Mi pequeña historia del vuelo
Tomé un asiento de ventana en el lado izquierdo. Las nubes se abrieron y los Alpes se asomaron como si alguien levantara una cortina. El avión bajó hacia la Toscana con un giro largo y lento. La luz tocó esas colinas con un ángulo dorado que los fotógrafos aman. Vi canchas de tenis, viñedos y un pequeño campo de fútbol con niños en equipaciones brillantes. Cuando las ruedas tocaron tierra tenía esa sonrisa tonta. La que finges que es normal mientras avanzas hacia la salida. Un viaje en tranvía después y estaba de pie en un puente con mi bolsa y un soplo caliente de aire de verano. Florencia olía a piedra tras el sol. Una panadería en la esquina lanzó una nota de mantequilla que pegó como un estribillo.
Directo o con escala
Vuelos directos existen en distintos momentos del año. Los horarios cambian con las estaciones. A veces conectas por Roma o Milán u otro hub. Una escala corta puede ir bien si la tarifa tiene sentido. Me gustan los vuelos tempranos ya que las colas de la mañana se mueven mejor y el día rinde más al llegar. Si vas vía Pisa tienes ese trocito extra de tren que en secreto disfruto. Las estaciones toscanas tienen un ritmo que relaja los hombros.
Mejor momento para volar
La primavera se siente suave. Aire fresco. Sol blando. El final del otoño trae colores cálidos y menos gente.
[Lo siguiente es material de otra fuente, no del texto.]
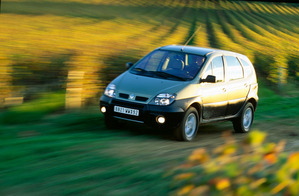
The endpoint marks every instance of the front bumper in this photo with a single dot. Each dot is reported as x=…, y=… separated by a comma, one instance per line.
x=148, y=114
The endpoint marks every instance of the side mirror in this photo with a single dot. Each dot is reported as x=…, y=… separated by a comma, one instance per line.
x=209, y=79
x=129, y=65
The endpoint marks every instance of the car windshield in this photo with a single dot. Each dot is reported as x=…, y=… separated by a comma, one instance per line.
x=169, y=65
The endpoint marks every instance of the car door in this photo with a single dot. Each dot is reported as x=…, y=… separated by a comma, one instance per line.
x=237, y=86
x=214, y=96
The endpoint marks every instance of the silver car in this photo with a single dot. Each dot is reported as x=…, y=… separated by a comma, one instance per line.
x=180, y=87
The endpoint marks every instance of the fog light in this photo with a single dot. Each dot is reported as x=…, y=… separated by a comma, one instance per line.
x=161, y=119
x=103, y=109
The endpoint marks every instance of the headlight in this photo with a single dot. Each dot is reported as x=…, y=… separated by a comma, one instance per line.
x=110, y=90
x=163, y=99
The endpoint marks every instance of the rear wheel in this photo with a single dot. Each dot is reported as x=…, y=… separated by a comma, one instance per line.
x=188, y=129
x=243, y=123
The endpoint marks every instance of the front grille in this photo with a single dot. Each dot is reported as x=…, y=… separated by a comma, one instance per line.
x=123, y=95
x=130, y=105
x=137, y=98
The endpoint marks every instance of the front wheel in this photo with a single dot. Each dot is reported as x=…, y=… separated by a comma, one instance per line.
x=243, y=123
x=188, y=128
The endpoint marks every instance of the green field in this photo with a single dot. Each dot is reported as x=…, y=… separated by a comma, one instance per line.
x=45, y=150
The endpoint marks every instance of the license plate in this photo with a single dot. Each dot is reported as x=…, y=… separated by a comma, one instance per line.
x=128, y=111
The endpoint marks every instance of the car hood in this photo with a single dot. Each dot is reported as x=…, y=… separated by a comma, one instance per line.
x=144, y=86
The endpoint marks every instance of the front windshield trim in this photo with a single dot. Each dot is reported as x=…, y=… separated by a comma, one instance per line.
x=164, y=61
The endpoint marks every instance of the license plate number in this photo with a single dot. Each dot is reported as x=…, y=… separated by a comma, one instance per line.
x=128, y=111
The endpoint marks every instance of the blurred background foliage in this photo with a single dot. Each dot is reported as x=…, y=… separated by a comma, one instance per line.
x=250, y=167
x=61, y=54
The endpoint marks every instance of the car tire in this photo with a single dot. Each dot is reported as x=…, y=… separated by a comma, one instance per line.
x=189, y=126
x=243, y=123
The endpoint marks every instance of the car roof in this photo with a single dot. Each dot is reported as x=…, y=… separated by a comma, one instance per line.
x=197, y=50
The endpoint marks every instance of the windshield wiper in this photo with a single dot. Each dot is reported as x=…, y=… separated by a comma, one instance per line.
x=168, y=75
x=140, y=69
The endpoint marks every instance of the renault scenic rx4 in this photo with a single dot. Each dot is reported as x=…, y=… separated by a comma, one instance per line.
x=180, y=87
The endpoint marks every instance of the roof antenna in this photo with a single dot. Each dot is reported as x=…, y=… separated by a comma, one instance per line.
x=190, y=38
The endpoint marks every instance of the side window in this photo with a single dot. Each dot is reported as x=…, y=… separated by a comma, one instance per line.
x=247, y=68
x=218, y=69
x=234, y=68
x=208, y=71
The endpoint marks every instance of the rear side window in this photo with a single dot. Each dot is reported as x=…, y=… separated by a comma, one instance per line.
x=234, y=68
x=246, y=67
x=218, y=69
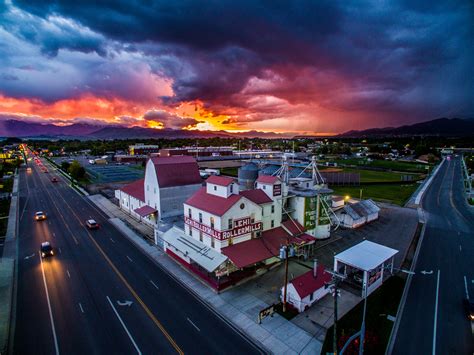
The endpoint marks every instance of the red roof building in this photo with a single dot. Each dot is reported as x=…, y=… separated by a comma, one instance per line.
x=267, y=179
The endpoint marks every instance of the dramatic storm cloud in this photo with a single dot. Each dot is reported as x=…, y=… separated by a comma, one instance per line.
x=302, y=66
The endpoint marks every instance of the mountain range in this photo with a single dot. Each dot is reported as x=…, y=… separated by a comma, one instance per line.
x=446, y=127
x=16, y=128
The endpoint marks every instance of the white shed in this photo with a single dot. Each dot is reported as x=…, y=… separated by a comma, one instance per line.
x=365, y=263
x=307, y=288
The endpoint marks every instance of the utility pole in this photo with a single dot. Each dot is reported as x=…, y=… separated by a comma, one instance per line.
x=336, y=278
x=286, y=278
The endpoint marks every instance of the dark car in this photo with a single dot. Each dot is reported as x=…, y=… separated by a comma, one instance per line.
x=46, y=249
x=92, y=224
x=469, y=304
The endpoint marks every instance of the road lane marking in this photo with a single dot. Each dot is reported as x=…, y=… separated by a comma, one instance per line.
x=119, y=274
x=436, y=315
x=465, y=287
x=49, y=308
x=194, y=325
x=124, y=326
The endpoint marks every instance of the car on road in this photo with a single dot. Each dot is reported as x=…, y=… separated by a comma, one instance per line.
x=46, y=249
x=92, y=224
x=469, y=304
x=40, y=215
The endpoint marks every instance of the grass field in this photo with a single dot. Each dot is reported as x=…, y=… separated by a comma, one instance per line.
x=384, y=301
x=394, y=193
x=379, y=176
x=385, y=164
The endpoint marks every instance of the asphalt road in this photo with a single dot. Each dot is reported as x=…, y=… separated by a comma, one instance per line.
x=434, y=320
x=77, y=300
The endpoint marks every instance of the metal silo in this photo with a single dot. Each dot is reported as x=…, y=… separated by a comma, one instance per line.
x=248, y=174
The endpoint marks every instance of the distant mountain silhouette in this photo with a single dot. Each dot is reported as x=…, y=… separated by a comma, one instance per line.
x=448, y=127
x=23, y=129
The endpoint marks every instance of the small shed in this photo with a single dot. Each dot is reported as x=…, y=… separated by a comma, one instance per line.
x=365, y=264
x=307, y=288
x=354, y=215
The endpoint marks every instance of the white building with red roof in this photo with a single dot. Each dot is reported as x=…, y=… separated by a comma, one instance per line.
x=307, y=288
x=160, y=195
x=243, y=227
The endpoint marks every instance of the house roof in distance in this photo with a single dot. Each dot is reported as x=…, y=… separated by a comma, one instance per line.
x=220, y=180
x=267, y=179
x=213, y=204
x=176, y=171
x=135, y=189
x=306, y=283
x=257, y=196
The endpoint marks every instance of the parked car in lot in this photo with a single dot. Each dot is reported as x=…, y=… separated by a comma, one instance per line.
x=40, y=215
x=46, y=249
x=92, y=224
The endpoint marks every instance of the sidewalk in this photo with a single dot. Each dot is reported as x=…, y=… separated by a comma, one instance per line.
x=239, y=308
x=8, y=263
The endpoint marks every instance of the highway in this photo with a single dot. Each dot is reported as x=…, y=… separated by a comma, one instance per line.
x=434, y=320
x=99, y=294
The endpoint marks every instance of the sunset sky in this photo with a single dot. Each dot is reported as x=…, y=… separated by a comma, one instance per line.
x=282, y=66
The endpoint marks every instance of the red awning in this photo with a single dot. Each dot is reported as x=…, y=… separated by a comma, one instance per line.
x=145, y=211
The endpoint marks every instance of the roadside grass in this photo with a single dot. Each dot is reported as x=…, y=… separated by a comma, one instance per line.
x=393, y=193
x=384, y=301
x=380, y=176
x=385, y=164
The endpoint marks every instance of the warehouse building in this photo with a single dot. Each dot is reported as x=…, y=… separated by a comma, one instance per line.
x=245, y=230
x=160, y=195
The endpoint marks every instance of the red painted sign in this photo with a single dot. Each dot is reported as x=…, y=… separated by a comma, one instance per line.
x=241, y=227
x=277, y=190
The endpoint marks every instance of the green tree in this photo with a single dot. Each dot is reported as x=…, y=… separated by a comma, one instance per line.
x=76, y=170
x=65, y=165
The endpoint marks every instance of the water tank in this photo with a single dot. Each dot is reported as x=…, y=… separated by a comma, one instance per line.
x=248, y=174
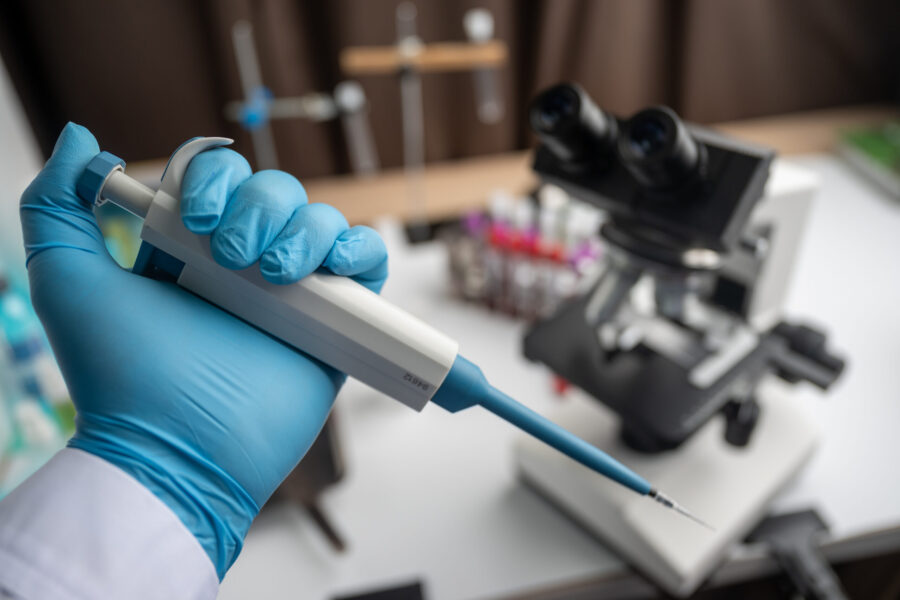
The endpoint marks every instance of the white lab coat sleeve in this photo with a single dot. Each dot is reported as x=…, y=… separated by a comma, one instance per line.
x=81, y=528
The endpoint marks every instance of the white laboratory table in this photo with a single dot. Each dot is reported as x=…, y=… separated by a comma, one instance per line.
x=433, y=497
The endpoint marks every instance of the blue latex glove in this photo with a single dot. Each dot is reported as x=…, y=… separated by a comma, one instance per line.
x=207, y=412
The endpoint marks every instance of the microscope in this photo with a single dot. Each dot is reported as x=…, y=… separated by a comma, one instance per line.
x=676, y=346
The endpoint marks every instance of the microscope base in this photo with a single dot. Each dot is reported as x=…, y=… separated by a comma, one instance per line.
x=728, y=487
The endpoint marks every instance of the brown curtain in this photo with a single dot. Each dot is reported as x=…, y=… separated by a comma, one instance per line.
x=145, y=75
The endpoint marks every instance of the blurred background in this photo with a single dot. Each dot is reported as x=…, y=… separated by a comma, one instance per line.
x=144, y=76
x=414, y=117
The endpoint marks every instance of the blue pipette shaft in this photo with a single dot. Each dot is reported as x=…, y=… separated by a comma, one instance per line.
x=466, y=386
x=569, y=444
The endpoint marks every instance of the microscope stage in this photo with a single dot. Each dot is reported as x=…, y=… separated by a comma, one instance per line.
x=726, y=486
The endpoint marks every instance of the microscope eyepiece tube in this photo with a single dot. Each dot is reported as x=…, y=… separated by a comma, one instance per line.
x=572, y=126
x=658, y=150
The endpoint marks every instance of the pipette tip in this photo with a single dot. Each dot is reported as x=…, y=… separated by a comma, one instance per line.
x=670, y=503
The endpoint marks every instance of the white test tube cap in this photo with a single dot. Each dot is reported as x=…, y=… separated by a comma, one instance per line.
x=479, y=24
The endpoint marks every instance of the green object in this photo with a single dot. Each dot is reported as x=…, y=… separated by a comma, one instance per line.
x=875, y=152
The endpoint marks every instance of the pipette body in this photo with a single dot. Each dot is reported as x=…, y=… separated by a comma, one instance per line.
x=332, y=318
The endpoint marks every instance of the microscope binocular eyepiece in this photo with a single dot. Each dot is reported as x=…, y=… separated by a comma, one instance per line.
x=658, y=150
x=572, y=126
x=654, y=145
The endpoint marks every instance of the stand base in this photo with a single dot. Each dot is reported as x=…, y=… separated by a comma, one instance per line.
x=728, y=487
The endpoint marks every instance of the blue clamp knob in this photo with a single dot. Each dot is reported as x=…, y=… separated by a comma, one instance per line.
x=95, y=175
El verano es popular y animado. Caluroso también. El invierno trae ofertas y calles tranquilas. Las galerías siguen cantando en invierno porque el arte se ríe del tiempo. Si tu objetivo son viñedos y excursiones rurales entonces mayo y junio ganan corazones. Si tu plan son museos y cenas largas entonces cualquier mes funciona. Elige una estación que encaje con tu paciencia para el calor y la gente.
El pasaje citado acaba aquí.